根据记载,徐氏设计杀了妫览、戴员之后,书信才传到孙权那里。
孙权带兵来到丹阳,嘉奖了傅婴,孙高二人,让他们代管丹阳郡。
然后接徐氏回家养老。
所以,接下来丹阳郡,基本上就由傅婴说了算了。
而自己现在有了资金,可以创基立业了。
但是地盘却只有一个水寨,顶多能够容纳三四百人。
这样就严重阻碍了自己的计划。
于是,唐剑准备和傅婴商议,借一块地盘安身立命。
茶水端了上来,唐剑让人先给傅婴倒上,并说道:
“傅将军,我这里还有一件事,希望你能行个方便。”
傅婴也不客气,端起茶杯饮了一口,道:“请讲。

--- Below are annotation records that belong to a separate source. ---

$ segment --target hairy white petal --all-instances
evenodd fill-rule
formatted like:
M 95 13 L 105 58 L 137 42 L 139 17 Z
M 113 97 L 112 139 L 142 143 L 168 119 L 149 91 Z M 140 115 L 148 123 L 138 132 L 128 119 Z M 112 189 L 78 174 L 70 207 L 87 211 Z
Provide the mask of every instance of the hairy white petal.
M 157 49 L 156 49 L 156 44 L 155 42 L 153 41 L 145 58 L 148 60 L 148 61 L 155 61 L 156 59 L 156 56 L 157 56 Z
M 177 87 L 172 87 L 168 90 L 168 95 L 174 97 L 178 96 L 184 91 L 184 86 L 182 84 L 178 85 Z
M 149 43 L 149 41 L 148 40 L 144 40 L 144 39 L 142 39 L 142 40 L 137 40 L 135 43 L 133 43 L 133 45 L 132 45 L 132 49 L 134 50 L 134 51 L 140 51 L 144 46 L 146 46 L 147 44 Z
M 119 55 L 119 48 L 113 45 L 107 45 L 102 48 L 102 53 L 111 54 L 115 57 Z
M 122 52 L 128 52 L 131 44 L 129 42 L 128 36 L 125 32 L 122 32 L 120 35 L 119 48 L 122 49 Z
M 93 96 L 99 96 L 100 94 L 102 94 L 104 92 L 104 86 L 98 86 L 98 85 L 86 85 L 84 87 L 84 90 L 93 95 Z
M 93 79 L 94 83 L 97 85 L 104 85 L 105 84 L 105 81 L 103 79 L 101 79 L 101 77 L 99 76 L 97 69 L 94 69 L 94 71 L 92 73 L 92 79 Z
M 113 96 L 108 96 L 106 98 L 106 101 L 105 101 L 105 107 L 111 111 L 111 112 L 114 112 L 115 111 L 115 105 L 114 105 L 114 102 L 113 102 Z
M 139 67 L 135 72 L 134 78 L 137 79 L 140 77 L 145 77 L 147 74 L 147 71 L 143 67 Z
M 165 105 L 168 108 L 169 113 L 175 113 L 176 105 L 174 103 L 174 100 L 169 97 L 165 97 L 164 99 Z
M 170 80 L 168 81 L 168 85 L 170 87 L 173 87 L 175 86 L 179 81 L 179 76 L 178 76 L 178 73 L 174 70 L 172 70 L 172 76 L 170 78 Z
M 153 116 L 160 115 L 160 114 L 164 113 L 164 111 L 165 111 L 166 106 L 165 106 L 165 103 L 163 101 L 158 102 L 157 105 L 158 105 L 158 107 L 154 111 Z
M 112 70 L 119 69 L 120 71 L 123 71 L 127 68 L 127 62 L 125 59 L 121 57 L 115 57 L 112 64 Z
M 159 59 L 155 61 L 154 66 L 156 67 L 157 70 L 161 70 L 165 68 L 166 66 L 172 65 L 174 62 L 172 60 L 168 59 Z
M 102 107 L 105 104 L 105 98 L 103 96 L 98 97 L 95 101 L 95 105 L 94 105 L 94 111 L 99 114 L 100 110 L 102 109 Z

”
唐剑便将心中想法,滔滔不绝的说了出来。
“此次之后,吴侯多半要令傅将军代管丹阳。”
“我等虽然身为草莽,志向却不在劫江。”
“故想以佣金收买附近山贼水匪,随我做一些其他营生。”
“一来,可以约束他们不再为恶,二来,也可还当地一个太平,为将军再添一政绩。”
傅婴听完唐剑的话,顿时有些诧异的抬头看着唐剑。
他原本以为,这年轻人只不过是一个比较精明的匪寇头领而已。
但是这番话说出之后,傅婴对唐剑的看法,又发生了改变!
这人不光胆大心细,眼光毒辣。
还颇有远志。
如果真如他所说,不但可以杜绝匪寇之患,提升自己的政绩。
将来如果自己要做什么大事,还可以借助他的人马,增加自己的实力。
毕竟北方曹操已经开始打荆州了,难保不会打到江东来。
而且还有一点,傅彤这个楞头族弟,也可以就此洗脱贼寇之名。
不再是傅家的污点。
总之就是一句话,唐剑的这个举措,对他来说有百利而无一害。
傅婴沉思过后,便点头做出了决定。
“那我明日就给建明写个许可,一并送来。”
“我原先在丹徒屯兵,对那里有些熟悉,建明这次回去后。可持我许可书信,迁往丹徒驻扎。”
唐剑拱手谢过。
聊完了正事,天色也不早了。
傅婴起身告辞,唐剑和傅彤二人将他送到岸上。
城中一夜火光通明。
时不时传来嘈杂声音。
直到天明,江上升起了薄雾。
傅婴按照约定,派人将妫览、戴员的财产用木箱装了,派人抬到码头。
并且给唐剑拿来了屯驻曲阿的许可。
就连妫、戴二贼家中一些相貌姣好的女眷,也选了几个给送到江边。
唐剑大喜过望,连忙让水手将木箱抬到船上。
足足一百多箱财物,压得帆船的吃水线都下去了二尺。
至于女眷,唐剑倒是想要,但是实在装不下了。
于是只能忍痛割爱,交给傅婴处置。
江上,薄雾渐渐散去,船帆也被晨风吹起,船离了码头。
傅婴站在岸上,和唐剑拱手作别。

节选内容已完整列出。